= Dumitru Iuca =

Romanian politician (1882–1940)

Dumitru Iuca (March 7, 1882 – November 27, 1940) was a Romanian politician.

Born in Giurgiu, he studied law in university before practicing as a lawyer with the Vlașca County bar. Entering the National Liberal Party (PNL), Iuca was named prefect of Vlașca in 1914, and also served as mayor of his hometown. In 1919, he was elected to the Assembly of Deputies. In the 1930s, he formed part of a relatively younger faction within the PNL, alongside Gheorghe Tătărescu, Victor Iamandi, Ion Inculeț, Richard Franasovici and Valer Pop. This clashed with the older wing led by Dinu Brătianu and was eventually driven to join the camarilla surrounding King Carol II.

Iuca was deputy state secretary in the Interior Ministry from November 1933 to August 1936. This period was marked by violent clashes between the government and the Iron Guard, culminating with the latter's assassination of Prime Minister Ion G. Duca at the end of 1933 and the repression that followed. Iuca was part of the ministerial apparatus tasked with maintaining order. In August 1936, in a cabinet led by Tătărescu, he was promoted to Interior Minister, serving until the following February.

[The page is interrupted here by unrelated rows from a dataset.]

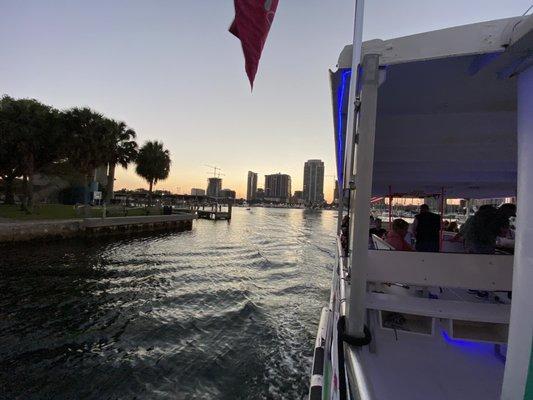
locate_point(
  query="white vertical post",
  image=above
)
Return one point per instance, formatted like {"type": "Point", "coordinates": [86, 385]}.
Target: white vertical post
{"type": "Point", "coordinates": [360, 197]}
{"type": "Point", "coordinates": [349, 146]}
{"type": "Point", "coordinates": [521, 324]}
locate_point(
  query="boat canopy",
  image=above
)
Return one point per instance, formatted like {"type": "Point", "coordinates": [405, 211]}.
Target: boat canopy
{"type": "Point", "coordinates": [462, 141]}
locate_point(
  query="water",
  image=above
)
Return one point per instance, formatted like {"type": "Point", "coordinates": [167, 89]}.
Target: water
{"type": "Point", "coordinates": [226, 311]}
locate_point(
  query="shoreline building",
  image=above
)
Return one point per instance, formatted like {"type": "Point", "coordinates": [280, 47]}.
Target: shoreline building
{"type": "Point", "coordinates": [251, 187]}
{"type": "Point", "coordinates": [278, 188]}
{"type": "Point", "coordinates": [313, 192]}
{"type": "Point", "coordinates": [214, 187]}
{"type": "Point", "coordinates": [197, 192]}
{"type": "Point", "coordinates": [227, 194]}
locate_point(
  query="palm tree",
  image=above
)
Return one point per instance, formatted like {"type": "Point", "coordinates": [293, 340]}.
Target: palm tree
{"type": "Point", "coordinates": [37, 133]}
{"type": "Point", "coordinates": [122, 150]}
{"type": "Point", "coordinates": [153, 164]}
{"type": "Point", "coordinates": [88, 147]}
{"type": "Point", "coordinates": [9, 158]}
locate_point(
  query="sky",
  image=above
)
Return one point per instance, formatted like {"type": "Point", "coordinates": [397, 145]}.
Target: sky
{"type": "Point", "coordinates": [172, 72]}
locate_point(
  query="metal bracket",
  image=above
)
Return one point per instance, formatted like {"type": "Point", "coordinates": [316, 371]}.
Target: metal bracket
{"type": "Point", "coordinates": [357, 103]}
{"type": "Point", "coordinates": [351, 182]}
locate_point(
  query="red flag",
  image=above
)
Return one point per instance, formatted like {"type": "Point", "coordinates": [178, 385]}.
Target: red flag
{"type": "Point", "coordinates": [252, 22]}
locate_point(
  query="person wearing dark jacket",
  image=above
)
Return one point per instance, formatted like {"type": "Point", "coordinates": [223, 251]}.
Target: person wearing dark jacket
{"type": "Point", "coordinates": [426, 229]}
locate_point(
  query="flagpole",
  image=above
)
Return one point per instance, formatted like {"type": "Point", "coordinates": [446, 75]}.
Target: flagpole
{"type": "Point", "coordinates": [354, 77]}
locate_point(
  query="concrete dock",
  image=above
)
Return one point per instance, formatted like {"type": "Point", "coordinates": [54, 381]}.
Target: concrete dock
{"type": "Point", "coordinates": [22, 231]}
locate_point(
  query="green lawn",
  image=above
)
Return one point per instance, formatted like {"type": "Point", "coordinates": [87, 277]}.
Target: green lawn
{"type": "Point", "coordinates": [61, 211]}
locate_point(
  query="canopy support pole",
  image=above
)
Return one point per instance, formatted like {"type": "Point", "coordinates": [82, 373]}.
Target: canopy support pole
{"type": "Point", "coordinates": [390, 208]}
{"type": "Point", "coordinates": [360, 197]}
{"type": "Point", "coordinates": [351, 120]}
{"type": "Point", "coordinates": [519, 351]}
{"type": "Point", "coordinates": [442, 207]}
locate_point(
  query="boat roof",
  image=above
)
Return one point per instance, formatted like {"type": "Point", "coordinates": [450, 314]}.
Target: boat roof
{"type": "Point", "coordinates": [446, 118]}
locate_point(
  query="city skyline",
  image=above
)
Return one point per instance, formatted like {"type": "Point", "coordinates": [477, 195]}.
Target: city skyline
{"type": "Point", "coordinates": [151, 64]}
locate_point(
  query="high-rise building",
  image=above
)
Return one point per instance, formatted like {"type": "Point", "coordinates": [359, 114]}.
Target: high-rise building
{"type": "Point", "coordinates": [227, 194]}
{"type": "Point", "coordinates": [197, 192]}
{"type": "Point", "coordinates": [259, 194]}
{"type": "Point", "coordinates": [314, 182]}
{"type": "Point", "coordinates": [214, 187]}
{"type": "Point", "coordinates": [251, 187]}
{"type": "Point", "coordinates": [278, 187]}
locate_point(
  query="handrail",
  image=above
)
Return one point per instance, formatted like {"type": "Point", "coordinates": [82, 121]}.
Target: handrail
{"type": "Point", "coordinates": [360, 387]}
{"type": "Point", "coordinates": [468, 271]}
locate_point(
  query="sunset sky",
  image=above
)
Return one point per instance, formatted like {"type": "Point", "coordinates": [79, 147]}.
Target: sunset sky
{"type": "Point", "coordinates": [172, 72]}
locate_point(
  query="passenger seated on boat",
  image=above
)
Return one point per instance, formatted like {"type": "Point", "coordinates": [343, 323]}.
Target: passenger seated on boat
{"type": "Point", "coordinates": [426, 229]}
{"type": "Point", "coordinates": [396, 237]}
{"type": "Point", "coordinates": [452, 227]}
{"type": "Point", "coordinates": [378, 229]}
{"type": "Point", "coordinates": [480, 231]}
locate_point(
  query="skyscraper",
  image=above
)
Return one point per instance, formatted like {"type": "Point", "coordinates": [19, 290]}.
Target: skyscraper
{"type": "Point", "coordinates": [278, 187]}
{"type": "Point", "coordinates": [197, 192]}
{"type": "Point", "coordinates": [214, 187]}
{"type": "Point", "coordinates": [314, 182]}
{"type": "Point", "coordinates": [251, 187]}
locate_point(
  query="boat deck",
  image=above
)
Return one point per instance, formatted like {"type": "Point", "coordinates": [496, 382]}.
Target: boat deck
{"type": "Point", "coordinates": [417, 367]}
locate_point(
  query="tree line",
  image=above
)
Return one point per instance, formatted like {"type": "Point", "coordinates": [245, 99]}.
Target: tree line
{"type": "Point", "coordinates": [34, 136]}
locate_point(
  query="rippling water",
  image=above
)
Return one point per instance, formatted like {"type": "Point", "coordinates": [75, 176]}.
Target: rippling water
{"type": "Point", "coordinates": [226, 311]}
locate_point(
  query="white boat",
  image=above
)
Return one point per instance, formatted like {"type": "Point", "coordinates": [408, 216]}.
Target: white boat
{"type": "Point", "coordinates": [444, 111]}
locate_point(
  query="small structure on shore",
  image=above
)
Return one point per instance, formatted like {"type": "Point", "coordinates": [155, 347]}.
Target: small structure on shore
{"type": "Point", "coordinates": [215, 212]}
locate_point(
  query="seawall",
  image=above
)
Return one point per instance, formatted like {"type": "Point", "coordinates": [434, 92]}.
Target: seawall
{"type": "Point", "coordinates": [92, 227]}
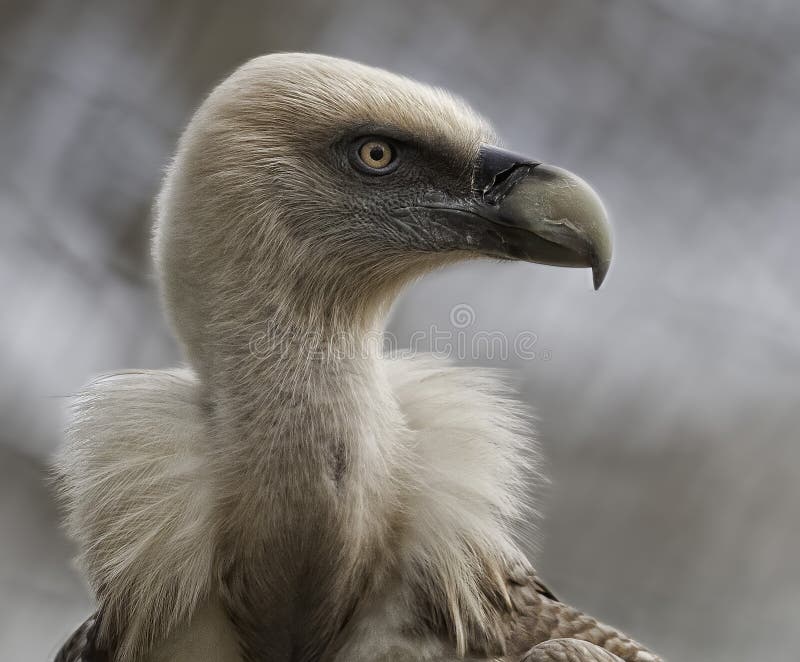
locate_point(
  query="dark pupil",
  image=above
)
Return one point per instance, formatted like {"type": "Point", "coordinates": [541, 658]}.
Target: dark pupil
{"type": "Point", "coordinates": [376, 153]}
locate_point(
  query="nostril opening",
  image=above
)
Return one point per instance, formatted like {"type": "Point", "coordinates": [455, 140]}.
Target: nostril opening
{"type": "Point", "coordinates": [502, 183]}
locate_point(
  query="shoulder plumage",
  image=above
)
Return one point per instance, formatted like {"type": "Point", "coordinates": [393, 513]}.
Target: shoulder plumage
{"type": "Point", "coordinates": [472, 464]}
{"type": "Point", "coordinates": [132, 480]}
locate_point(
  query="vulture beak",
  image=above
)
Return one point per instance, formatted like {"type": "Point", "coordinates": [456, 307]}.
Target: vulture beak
{"type": "Point", "coordinates": [535, 212]}
{"type": "Point", "coordinates": [551, 216]}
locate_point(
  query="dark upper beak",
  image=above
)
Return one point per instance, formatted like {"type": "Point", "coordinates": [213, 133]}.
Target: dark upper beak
{"type": "Point", "coordinates": [543, 213]}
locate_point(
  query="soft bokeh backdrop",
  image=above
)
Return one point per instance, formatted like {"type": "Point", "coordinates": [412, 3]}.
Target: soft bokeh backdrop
{"type": "Point", "coordinates": [669, 402]}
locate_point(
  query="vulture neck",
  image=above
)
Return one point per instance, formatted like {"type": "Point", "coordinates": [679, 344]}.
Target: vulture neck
{"type": "Point", "coordinates": [308, 426]}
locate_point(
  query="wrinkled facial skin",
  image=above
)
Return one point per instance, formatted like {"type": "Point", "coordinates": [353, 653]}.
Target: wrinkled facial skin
{"type": "Point", "coordinates": [377, 216]}
{"type": "Point", "coordinates": [393, 204]}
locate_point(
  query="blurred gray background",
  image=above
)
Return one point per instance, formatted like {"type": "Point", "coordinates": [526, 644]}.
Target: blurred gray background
{"type": "Point", "coordinates": [669, 402]}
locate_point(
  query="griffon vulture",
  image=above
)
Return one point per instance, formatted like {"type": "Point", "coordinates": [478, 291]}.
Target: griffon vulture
{"type": "Point", "coordinates": [292, 494]}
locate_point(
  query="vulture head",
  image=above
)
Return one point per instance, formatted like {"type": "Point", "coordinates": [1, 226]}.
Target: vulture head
{"type": "Point", "coordinates": [288, 508]}
{"type": "Point", "coordinates": [314, 188]}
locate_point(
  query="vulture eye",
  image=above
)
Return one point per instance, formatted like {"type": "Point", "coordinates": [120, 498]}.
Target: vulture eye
{"type": "Point", "coordinates": [375, 156]}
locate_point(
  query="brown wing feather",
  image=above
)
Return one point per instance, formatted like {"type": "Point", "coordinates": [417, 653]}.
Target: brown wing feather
{"type": "Point", "coordinates": [537, 616]}
{"type": "Point", "coordinates": [83, 646]}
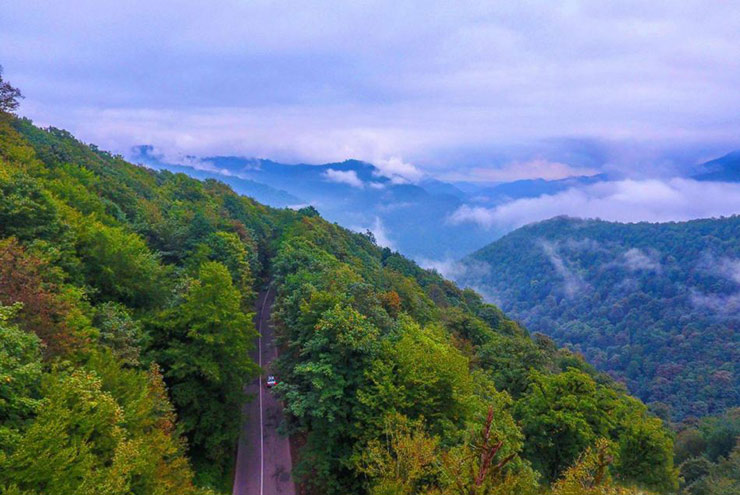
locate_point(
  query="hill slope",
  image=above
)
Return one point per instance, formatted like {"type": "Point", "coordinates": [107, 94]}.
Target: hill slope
{"type": "Point", "coordinates": [656, 305]}
{"type": "Point", "coordinates": [125, 300]}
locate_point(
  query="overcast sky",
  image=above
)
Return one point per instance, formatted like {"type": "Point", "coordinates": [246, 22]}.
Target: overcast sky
{"type": "Point", "coordinates": [462, 90]}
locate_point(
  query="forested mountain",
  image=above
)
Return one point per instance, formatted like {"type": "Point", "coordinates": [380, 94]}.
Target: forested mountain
{"type": "Point", "coordinates": [723, 169]}
{"type": "Point", "coordinates": [355, 194]}
{"type": "Point", "coordinates": [125, 321]}
{"type": "Point", "coordinates": [655, 305]}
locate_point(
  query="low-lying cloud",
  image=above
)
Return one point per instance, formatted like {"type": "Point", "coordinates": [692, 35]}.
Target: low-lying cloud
{"type": "Point", "coordinates": [533, 169]}
{"type": "Point", "coordinates": [636, 259]}
{"type": "Point", "coordinates": [572, 282]}
{"type": "Point", "coordinates": [348, 177]}
{"type": "Point", "coordinates": [620, 201]}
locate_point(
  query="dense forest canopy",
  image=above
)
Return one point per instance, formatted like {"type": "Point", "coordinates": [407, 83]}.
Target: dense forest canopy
{"type": "Point", "coordinates": [655, 305]}
{"type": "Point", "coordinates": [125, 325]}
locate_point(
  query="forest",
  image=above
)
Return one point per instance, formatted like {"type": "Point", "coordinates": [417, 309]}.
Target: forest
{"type": "Point", "coordinates": [655, 305]}
{"type": "Point", "coordinates": [126, 301]}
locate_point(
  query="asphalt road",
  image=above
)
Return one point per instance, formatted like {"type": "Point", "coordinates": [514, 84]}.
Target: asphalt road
{"type": "Point", "coordinates": [263, 463]}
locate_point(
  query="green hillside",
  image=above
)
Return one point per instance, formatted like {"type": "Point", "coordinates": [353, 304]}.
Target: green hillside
{"type": "Point", "coordinates": [655, 305]}
{"type": "Point", "coordinates": [125, 316]}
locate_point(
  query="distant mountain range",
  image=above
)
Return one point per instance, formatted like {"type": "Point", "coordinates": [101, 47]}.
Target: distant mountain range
{"type": "Point", "coordinates": [724, 169]}
{"type": "Point", "coordinates": [655, 305]}
{"type": "Point", "coordinates": [410, 217]}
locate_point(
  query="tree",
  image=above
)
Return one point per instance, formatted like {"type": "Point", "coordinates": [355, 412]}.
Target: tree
{"type": "Point", "coordinates": [590, 474]}
{"type": "Point", "coordinates": [20, 377]}
{"type": "Point", "coordinates": [202, 345]}
{"type": "Point", "coordinates": [9, 95]}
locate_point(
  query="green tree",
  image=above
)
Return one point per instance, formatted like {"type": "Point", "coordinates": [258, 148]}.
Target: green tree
{"type": "Point", "coordinates": [20, 377]}
{"type": "Point", "coordinates": [202, 345]}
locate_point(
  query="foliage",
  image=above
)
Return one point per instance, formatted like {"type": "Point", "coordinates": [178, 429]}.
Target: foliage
{"type": "Point", "coordinates": [654, 305]}
{"type": "Point", "coordinates": [129, 355]}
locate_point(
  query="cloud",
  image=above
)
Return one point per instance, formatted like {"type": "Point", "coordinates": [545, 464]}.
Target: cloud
{"type": "Point", "coordinates": [348, 177]}
{"type": "Point", "coordinates": [572, 281]}
{"type": "Point", "coordinates": [533, 169]}
{"type": "Point", "coordinates": [398, 171]}
{"type": "Point", "coordinates": [723, 304]}
{"type": "Point", "coordinates": [621, 201]}
{"type": "Point", "coordinates": [636, 259]}
{"type": "Point", "coordinates": [447, 91]}
{"type": "Point", "coordinates": [381, 234]}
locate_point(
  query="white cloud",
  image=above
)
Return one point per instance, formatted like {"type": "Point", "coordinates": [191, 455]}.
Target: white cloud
{"type": "Point", "coordinates": [636, 259]}
{"type": "Point", "coordinates": [572, 281]}
{"type": "Point", "coordinates": [621, 201]}
{"type": "Point", "coordinates": [381, 234]}
{"type": "Point", "coordinates": [348, 177]}
{"type": "Point", "coordinates": [533, 169]}
{"type": "Point", "coordinates": [398, 171]}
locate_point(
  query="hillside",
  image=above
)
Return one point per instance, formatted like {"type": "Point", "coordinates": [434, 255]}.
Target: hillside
{"type": "Point", "coordinates": [655, 305]}
{"type": "Point", "coordinates": [125, 314]}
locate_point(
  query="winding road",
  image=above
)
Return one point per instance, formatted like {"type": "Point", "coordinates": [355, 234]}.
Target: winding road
{"type": "Point", "coordinates": [263, 462]}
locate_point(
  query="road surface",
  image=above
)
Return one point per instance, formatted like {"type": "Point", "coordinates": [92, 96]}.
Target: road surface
{"type": "Point", "coordinates": [263, 461]}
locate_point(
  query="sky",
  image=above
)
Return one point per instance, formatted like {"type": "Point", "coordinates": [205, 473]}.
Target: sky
{"type": "Point", "coordinates": [473, 91]}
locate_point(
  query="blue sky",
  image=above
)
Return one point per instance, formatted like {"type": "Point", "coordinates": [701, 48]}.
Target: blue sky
{"type": "Point", "coordinates": [460, 90]}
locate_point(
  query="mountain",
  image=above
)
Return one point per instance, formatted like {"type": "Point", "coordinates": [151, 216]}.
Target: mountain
{"type": "Point", "coordinates": [260, 192]}
{"type": "Point", "coordinates": [126, 297]}
{"type": "Point", "coordinates": [352, 193]}
{"type": "Point", "coordinates": [723, 169]}
{"type": "Point", "coordinates": [657, 306]}
{"type": "Point", "coordinates": [528, 188]}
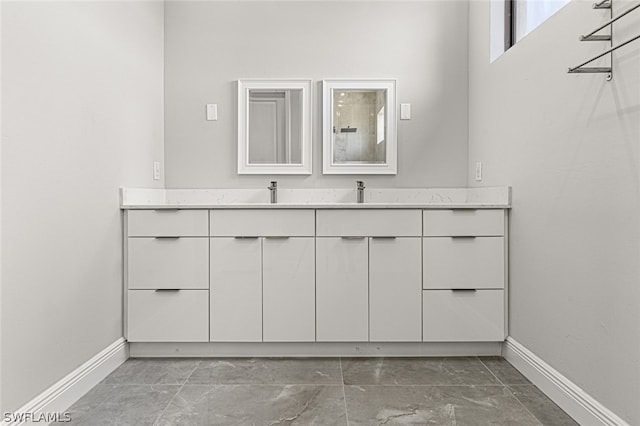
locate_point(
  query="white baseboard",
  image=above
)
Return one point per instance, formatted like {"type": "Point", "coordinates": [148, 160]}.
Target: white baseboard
{"type": "Point", "coordinates": [313, 349]}
{"type": "Point", "coordinates": [74, 385]}
{"type": "Point", "coordinates": [585, 409]}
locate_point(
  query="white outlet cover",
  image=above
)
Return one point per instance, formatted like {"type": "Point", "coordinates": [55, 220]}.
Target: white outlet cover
{"type": "Point", "coordinates": [405, 111]}
{"type": "Point", "coordinates": [212, 112]}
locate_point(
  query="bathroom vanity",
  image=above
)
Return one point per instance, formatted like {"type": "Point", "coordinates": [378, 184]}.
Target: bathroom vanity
{"type": "Point", "coordinates": [407, 272]}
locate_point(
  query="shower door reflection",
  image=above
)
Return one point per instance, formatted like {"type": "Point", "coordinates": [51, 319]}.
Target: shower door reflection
{"type": "Point", "coordinates": [359, 126]}
{"type": "Point", "coordinates": [359, 129]}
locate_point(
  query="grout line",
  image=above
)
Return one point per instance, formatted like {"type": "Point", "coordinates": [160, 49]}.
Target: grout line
{"type": "Point", "coordinates": [510, 393]}
{"type": "Point", "coordinates": [186, 380]}
{"type": "Point", "coordinates": [344, 394]}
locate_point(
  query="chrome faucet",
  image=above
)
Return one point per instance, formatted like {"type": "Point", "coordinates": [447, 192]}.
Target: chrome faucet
{"type": "Point", "coordinates": [360, 189]}
{"type": "Point", "coordinates": [273, 188]}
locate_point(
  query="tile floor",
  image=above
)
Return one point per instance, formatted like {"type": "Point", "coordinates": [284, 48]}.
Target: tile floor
{"type": "Point", "coordinates": [317, 391]}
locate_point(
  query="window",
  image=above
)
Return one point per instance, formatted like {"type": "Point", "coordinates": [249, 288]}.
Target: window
{"type": "Point", "coordinates": [523, 16]}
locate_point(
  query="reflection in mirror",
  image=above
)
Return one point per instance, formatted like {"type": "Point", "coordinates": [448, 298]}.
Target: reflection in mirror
{"type": "Point", "coordinates": [275, 130]}
{"type": "Point", "coordinates": [359, 126]}
{"type": "Point", "coordinates": [359, 132]}
{"type": "Point", "coordinates": [274, 127]}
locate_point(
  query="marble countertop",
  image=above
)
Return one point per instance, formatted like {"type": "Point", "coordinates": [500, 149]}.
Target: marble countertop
{"type": "Point", "coordinates": [316, 198]}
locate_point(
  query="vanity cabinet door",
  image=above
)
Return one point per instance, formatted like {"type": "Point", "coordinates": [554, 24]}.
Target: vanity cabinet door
{"type": "Point", "coordinates": [395, 290]}
{"type": "Point", "coordinates": [236, 290]}
{"type": "Point", "coordinates": [288, 289]}
{"type": "Point", "coordinates": [342, 289]}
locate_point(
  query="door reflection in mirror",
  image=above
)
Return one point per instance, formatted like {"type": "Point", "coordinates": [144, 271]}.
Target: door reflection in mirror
{"type": "Point", "coordinates": [359, 134]}
{"type": "Point", "coordinates": [275, 130]}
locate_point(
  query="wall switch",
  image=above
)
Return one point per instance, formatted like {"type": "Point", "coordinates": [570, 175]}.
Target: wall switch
{"type": "Point", "coordinates": [156, 170]}
{"type": "Point", "coordinates": [405, 111]}
{"type": "Point", "coordinates": [479, 171]}
{"type": "Point", "coordinates": [212, 112]}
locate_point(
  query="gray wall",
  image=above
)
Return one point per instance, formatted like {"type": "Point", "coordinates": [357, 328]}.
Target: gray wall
{"type": "Point", "coordinates": [210, 45]}
{"type": "Point", "coordinates": [569, 146]}
{"type": "Point", "coordinates": [82, 111]}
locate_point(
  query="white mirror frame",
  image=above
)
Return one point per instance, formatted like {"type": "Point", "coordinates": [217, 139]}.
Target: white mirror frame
{"type": "Point", "coordinates": [244, 167]}
{"type": "Point", "coordinates": [328, 166]}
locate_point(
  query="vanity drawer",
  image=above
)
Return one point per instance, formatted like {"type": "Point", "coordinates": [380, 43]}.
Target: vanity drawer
{"type": "Point", "coordinates": [469, 262]}
{"type": "Point", "coordinates": [174, 263]}
{"type": "Point", "coordinates": [463, 316]}
{"type": "Point", "coordinates": [369, 223]}
{"type": "Point", "coordinates": [262, 223]}
{"type": "Point", "coordinates": [168, 316]}
{"type": "Point", "coordinates": [168, 222]}
{"type": "Point", "coordinates": [463, 222]}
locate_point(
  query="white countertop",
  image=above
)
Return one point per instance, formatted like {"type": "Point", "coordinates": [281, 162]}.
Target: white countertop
{"type": "Point", "coordinates": [316, 198]}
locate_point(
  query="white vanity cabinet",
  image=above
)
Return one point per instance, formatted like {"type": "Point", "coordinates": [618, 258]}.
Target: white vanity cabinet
{"type": "Point", "coordinates": [262, 275]}
{"type": "Point", "coordinates": [167, 275]}
{"type": "Point", "coordinates": [236, 289]}
{"type": "Point", "coordinates": [464, 275]}
{"type": "Point", "coordinates": [368, 277]}
{"type": "Point", "coordinates": [316, 274]}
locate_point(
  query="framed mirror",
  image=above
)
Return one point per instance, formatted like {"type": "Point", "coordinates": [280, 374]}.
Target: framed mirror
{"type": "Point", "coordinates": [359, 127]}
{"type": "Point", "coordinates": [274, 127]}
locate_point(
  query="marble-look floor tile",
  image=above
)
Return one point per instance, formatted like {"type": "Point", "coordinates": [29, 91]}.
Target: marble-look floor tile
{"type": "Point", "coordinates": [504, 371]}
{"type": "Point", "coordinates": [435, 405]}
{"type": "Point", "coordinates": [134, 405]}
{"type": "Point", "coordinates": [416, 371]}
{"type": "Point", "coordinates": [153, 371]}
{"type": "Point", "coordinates": [293, 371]}
{"type": "Point", "coordinates": [256, 405]}
{"type": "Point", "coordinates": [545, 410]}
{"type": "Point", "coordinates": [89, 402]}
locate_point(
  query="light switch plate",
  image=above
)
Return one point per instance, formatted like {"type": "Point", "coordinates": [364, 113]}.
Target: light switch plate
{"type": "Point", "coordinates": [405, 111]}
{"type": "Point", "coordinates": [156, 170]}
{"type": "Point", "coordinates": [212, 112]}
{"type": "Point", "coordinates": [478, 171]}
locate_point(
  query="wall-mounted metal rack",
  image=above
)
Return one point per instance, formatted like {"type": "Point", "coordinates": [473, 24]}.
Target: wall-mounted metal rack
{"type": "Point", "coordinates": [592, 36]}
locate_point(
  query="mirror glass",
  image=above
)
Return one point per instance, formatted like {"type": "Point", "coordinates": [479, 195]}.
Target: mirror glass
{"type": "Point", "coordinates": [359, 126]}
{"type": "Point", "coordinates": [359, 135]}
{"type": "Point", "coordinates": [274, 127]}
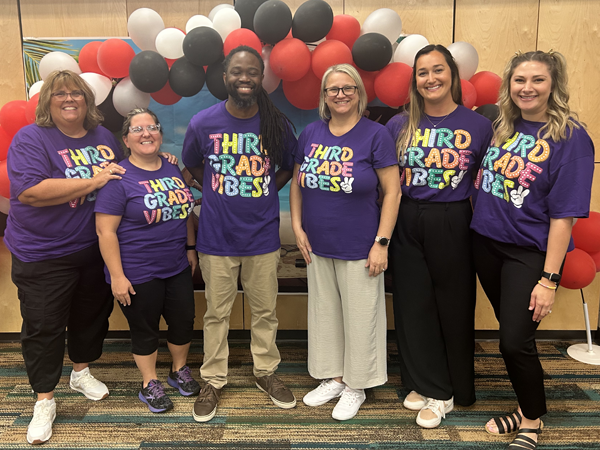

As minister, Iuca oversaw measures to consolidate police forces in order to better face the Guardist threat. However, despite their breach of a provision in the 1923 Constitution that barred unauthorized service in foreign armies, he helped facilitate the funerals of Ion Moța and Vasile Marin, arranging for a special funeral train outside the normal schedule. Moreover, he was obliged to deal with separatism by Hungarian, Bulgarian, Ukrainian and Russian minorities. After Tătărescu himself took over the ministry, Iuca served as state secretary with ministerial rank but without portfolio. He resigned from this post in early April.

He died in Bucharest in November 1940, during the National Legionary State.